Per capire le prospettive che si aprono, è opportuno fare un passo indietro e ricordare le risposte dei diversi Paesi alla crisi del 2008. In quell’occasione, infatti, una quota degli investimenti per il rilancio dell’economia si colorò di verde. Gli Usa qualificarono in tal senso il 12% del loro pacchetto di stimoli, la Germania il 13%, la Cina il 38%, la Corea del Sud l’81%. E l’Italia? Solo l’1%. Peraltro, la situazione attuale richiederebbe uno sforzo maggiore sul versante energetico ambientale rispetto a sei anni fa per una serie di motivi.

Allora molti Paesi avevano avviato importanti programmi di incentivazione delle fonti rinnovabili, che al momento invece è difficile proseguire per gli impatti degli incentivi sulle tariffe. Oggi il tema di sicurezza energetica del Continente si è fortemente amplificato in relazione con la delicata situazione in Ucraina, Libia e Iraq. Vi è poi da considerare l’aumento dei fenomeni estremi. In Italia, la frequenza e l’entità di precipitazioni molto intense sul 70% della superficie italiana sottolineano l’urgenza di avviare una seria politica di riduzione dei rischi legati al dissesto idrogeologico.

Le proposte che possono essere formulate per avviare un nuovo Green Deal sono molte e vanno dal sostegno a una politica di riqualificazione spinta degli edifici e di interi quartieri, proposta sostenuta dalla Direzione Energia della Commissione, al supporto alla biochimica che vede punte di eccellenza nel nostro Paese, al rilancio europeo dell’industria delle rinnovabili, degli accumuli e dei veicoli elettrici.
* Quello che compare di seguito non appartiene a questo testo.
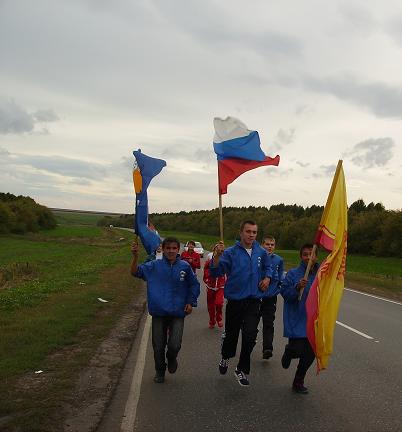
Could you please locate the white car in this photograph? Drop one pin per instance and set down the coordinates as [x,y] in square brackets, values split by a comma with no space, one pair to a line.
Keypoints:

E naturalmente andrebbero previste misure di adattamento climatico, particolarmente urgenti in un Paese territorialmente fragile come il nostro.

Per quanto riguarda le risorse finanziarie, oltre a quelle proprie dell’Unione, si potrebbero definire strumenti nuovi, quali l’introduzione di una tassa europea sulle transazioni finanziarie e una carbon tax a livello europeo, risorse che consentirebbero un forte potenziamento dei programmi del Green Deal e l’avvio di una risposta incisiva sul fronte occupazionale e di superamento dell’attuale stagnazione economica.

A motivare ancor di più la nostra voglia di cambiamento poi è giunta la notizia dell’intesa sul clima tra Cina e Usa. Diventa a questo punto molto più probabile il raggiungimento di un accordo alla Conferenza sul clima dell’anno prossimo a Parigi. È prevedibile inoltre un forte incremento degli investimenti su rinnovabili ed efficienza in tutto il mondo. Il solo impegno della Cina implica la realizzazione ogni anno di 60.000 MW (la metà della potenza elettrica totale installata in Italia) senza emissioni di CO2, prevalentemente da fonti rinnovabili. Peraltro è probabile che le emissioni raggiungano un picco in Cina ben prima del 2030 indicato nell’accordo. Lo scorso anno la nuova potenza da rinnovabili ha superato infatti quella delle nuove centrali a carbone e nucleari. Inoltre, secondo i primi dati del 2014, si sarebbe registrata una storica inversione con un calo dell’1% dei consumi di carbone.

L’articolo di Gianni Silvestrini è stato pubblicato sul n.5/2014 della rivista bimestrale QualEnergia, con il titolo “Green new deal per il clima”.